Generally, applicants who are older will be able to release a greater percentage of equity compared to someone younger. However, women have a statistical likelihood of living longer than men, so their gender can affect the amount which can be borrowed. Additionally, some providers offer impaired life equity release schemes which consider those with an impaired life expectancy, for example someone with a terminal condition or long term illness. These cases will generally be offered a greater percentage of equity release based on the estimation that the lifetime mortgage will run for a shorter period of time.

The general rule of thumb for an equity release scheme is that you should be able to release thirty to fifty per cent of the value of your home. However, this is dependent on your circumstances and the type of property. There are a number of equity release calculators which are readily available online. These offer free and confidential examples of the amount of release which would be available in your specific circumstances. Many of these calculators will even allow you to compare the details of specific equity release schemes to determine which represents the best possible deal for your requirements and circumstances.

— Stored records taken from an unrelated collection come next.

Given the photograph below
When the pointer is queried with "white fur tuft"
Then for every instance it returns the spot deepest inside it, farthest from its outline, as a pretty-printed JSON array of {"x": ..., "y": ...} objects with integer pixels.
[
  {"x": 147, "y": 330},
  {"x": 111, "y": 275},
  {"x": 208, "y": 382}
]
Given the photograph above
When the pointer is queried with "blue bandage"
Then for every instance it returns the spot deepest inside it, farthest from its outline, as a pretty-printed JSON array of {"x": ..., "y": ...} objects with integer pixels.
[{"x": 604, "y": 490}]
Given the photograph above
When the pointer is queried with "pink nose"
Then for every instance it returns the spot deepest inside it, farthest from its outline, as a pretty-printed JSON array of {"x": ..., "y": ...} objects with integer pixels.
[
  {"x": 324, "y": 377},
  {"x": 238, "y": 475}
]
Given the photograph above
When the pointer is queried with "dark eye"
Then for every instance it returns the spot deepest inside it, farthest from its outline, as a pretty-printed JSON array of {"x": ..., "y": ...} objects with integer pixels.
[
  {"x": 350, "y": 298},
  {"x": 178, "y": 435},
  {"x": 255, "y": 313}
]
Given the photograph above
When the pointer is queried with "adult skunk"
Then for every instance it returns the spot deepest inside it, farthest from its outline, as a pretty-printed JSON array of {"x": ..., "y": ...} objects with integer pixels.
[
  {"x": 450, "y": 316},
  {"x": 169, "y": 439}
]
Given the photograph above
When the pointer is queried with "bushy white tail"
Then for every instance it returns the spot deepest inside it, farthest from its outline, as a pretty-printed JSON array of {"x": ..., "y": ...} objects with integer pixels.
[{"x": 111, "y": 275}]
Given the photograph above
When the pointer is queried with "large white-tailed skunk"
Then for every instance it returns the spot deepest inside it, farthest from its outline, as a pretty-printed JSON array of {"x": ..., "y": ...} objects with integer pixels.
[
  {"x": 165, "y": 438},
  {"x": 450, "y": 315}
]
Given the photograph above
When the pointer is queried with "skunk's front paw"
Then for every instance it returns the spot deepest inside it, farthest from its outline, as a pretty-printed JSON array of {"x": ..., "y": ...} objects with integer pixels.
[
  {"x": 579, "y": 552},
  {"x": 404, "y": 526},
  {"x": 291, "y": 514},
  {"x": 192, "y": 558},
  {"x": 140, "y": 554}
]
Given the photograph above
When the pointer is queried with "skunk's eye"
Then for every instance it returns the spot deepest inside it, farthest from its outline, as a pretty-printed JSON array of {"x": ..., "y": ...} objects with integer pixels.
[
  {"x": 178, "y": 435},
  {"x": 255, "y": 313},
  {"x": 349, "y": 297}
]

In order to obtain a full view of the equity release schemes which would be applicable for your circumstances, it is recommended that you utilise a number of different equity release calculators. This will provide a wider range of products to be assessed to increase your chances of finding the best possible deal. This will enable you to assess the maximum amount of release possible, compare interest rates and examine the financial implications of choosing a specific product.

If you are interested in exploring equity release schemes and are unsure if they would meet your requirements, an equity release calculator can provide a great starting point. However, before making any final decisions about the feasibility of specific equity release schemes, you should consult professional specialist advice. This will ensure that you are confident in your decision and assured of the best possible deal.